With the current trend of video games throwing in so much effort to advertise their mediocre game (*cough* Dante's Inferno *cough*), you think they would enjoy some free advertising, right? Some video games rely on this free advertising to get around, such as the mod DayZ being talked about by numerous content creators on Youtube. Apparently Microsoft doesn't want that free advertising for their games, and will make sure you don't earn any money off in-game footage in their games like Halo 4.
Microsoft has released an update to the Game Content Usage Rules for all their games. Any content creator that tries uploading a video using any game from Microsoft (Halo, Fable, Age of Empires) cannot make any money off advertisements surrounding the video. Other restrictions state that content creators cannot post it to sites that require a subscription fee to view it, or post it on a page that is used to sell other content or services.
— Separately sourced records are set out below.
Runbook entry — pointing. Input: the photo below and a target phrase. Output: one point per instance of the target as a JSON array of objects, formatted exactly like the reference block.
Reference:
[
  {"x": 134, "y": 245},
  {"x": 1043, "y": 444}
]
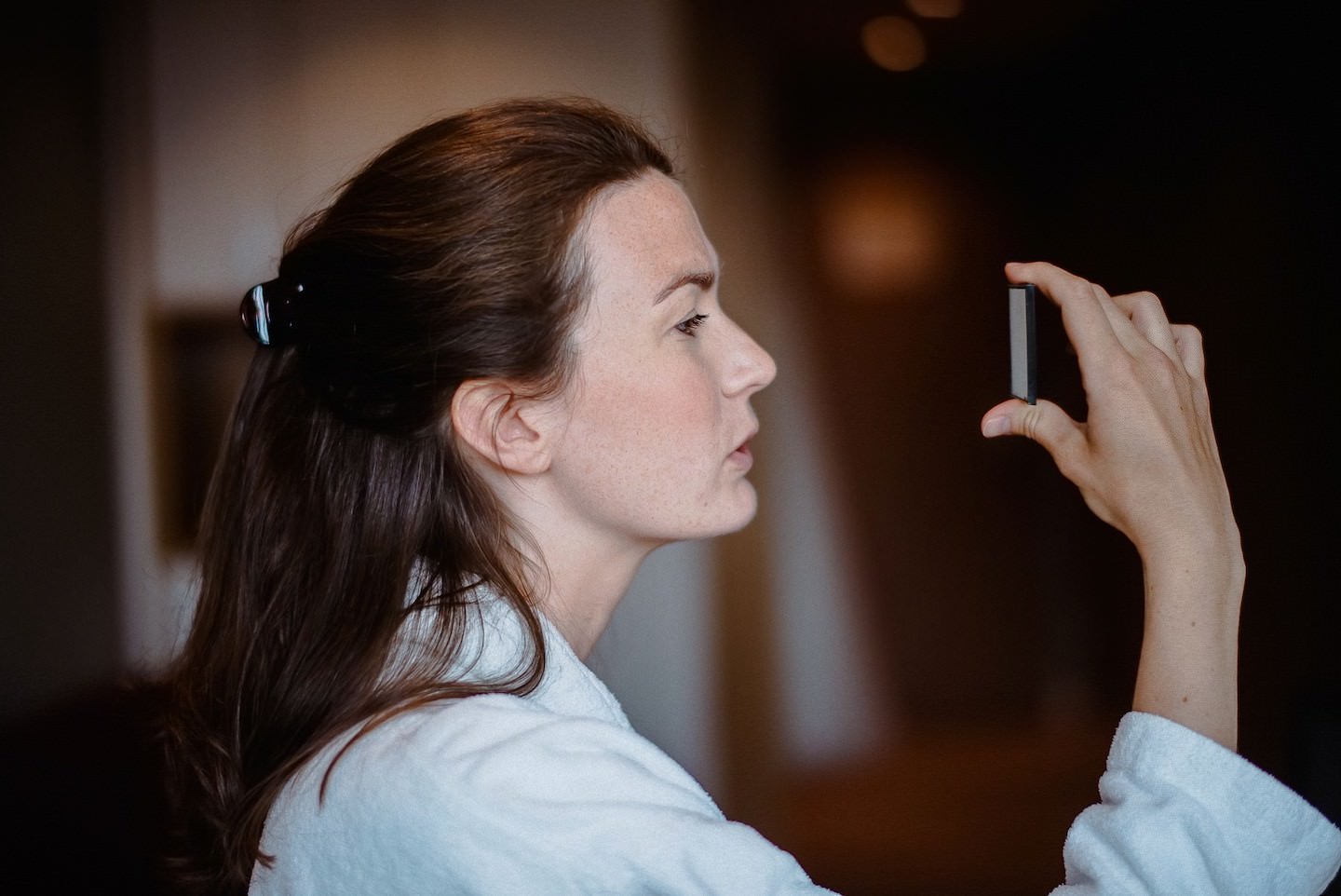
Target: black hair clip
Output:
[{"x": 268, "y": 311}]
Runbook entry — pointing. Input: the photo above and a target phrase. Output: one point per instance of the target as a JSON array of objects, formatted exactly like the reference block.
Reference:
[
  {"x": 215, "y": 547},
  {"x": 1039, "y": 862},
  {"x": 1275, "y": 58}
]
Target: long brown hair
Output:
[{"x": 340, "y": 502}]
So far the only video distribution sites Microsoft restricts is Vimeo and Youtube. They specifically stated that any partnership with Youtube or affiliate programs (like Machinima) will not be allowed.
I understand why Microsoft would do something like this. In some ways this allows them to control what can be distributed visually of their games to enhance the marketing for their product. For example, this might reduce the amount of trolls and griefers mocking their products if they can't earn any revenue from the advertisements.
But this also means Microsoft is not going to get any free advertisement from fans to their games. Minecraft and DayZ probably got so big because of the numerous videos on Youtube showing off these games. Surely when Halo 4 comes out, a fan will record their multi-player session to share it with other fans. But if the content creators are not going to get any revenue for it, they might as well play and record Borderlands 2 again, and share that content to their community.
I'm sure the numerous content creators out there will be glad to not give you any free advertising for your games, Microsoft.